Magnet school plan would focus on law, policy

August 05, 1994|By Mary Maushard | Mary Maushard,Sun Staff Writer

Baltimore County's burgeoning crop of magnet schools could sprout another -- a law and public policy program at Towson High School for the 1995-96 school year.

Still weeks away from school board approval, the proposed program would blend required social studies courses with electives, such as forensic science, juvenile justice, environmental law and the basics of state and local government. It also would capitalize on the proximity to the Towson courthouse and county government offices.

A 30-member committee that has been looking at magnet possibilities for Towson will present its proposal to the community Sept. 12. It will ask for board approval later in September.

"We want to make sure that the community knows what we are doing," said Janice Mabry, a Towson social studies teacher and chairwoman of the magnet committee.
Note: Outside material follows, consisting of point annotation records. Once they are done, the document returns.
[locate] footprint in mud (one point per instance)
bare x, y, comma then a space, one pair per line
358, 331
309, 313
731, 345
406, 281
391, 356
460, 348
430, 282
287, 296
Towson would offer the law and public policy program in addition to its regular curriculum. "We're a school that has a good program. We want to preserve what we have and add a program."
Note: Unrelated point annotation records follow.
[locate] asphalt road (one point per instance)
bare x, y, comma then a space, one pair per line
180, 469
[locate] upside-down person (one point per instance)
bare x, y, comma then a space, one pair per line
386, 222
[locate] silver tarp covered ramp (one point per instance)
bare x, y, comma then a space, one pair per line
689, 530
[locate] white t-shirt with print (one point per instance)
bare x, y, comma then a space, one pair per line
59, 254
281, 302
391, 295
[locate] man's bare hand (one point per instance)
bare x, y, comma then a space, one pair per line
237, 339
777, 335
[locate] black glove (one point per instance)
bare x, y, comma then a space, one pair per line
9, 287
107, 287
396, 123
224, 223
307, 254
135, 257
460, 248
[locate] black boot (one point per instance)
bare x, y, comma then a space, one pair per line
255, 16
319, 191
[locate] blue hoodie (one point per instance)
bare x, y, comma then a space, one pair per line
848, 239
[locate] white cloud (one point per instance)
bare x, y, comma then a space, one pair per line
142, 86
The proposed magnet program would be open to as many Towson students as are interested, and about 50 students a year from other schools, she said.

"We don't have a clue as to how many will be interested, but my sense is that a lot of people will be," said Ms. Mabry. "I know kids love law issues."

The magnet program would begin with ninth graders only. The outside students students could come from anywhere in the county, she added.

Although the county has magnet programs at more than a dozen elementary, middle and high schools, Towson's would be the first on law and government.

"People have asked us, 'Why are you doing law? You have too many lawyers,' " said Ms. Mabry.

But the magnet courses won't be just for future lawyers or politicians, she said. "The skill development involved in this program will allow kids to do so many things," she said. Among those skills are public speaking, debate, writing and knowledge of law and government.

For students in the magnet program, the regular high school courses will be geared toward their specialty. And for nonmagnet students, the program will offer a new body of electives.

Magnet programs focus on a specific curriculum and accept students from outside a school's boundary for that program. Besides offering choice, magnets are designed to voluntarily desegregate schools.

The Towson program is not designed to change the racial makeup of the school, but it could fill the school's empty seats and alleviate overcrowding in other areas. With a capacity of 1,176, Towson had about 970 students last year, according to school system statistics.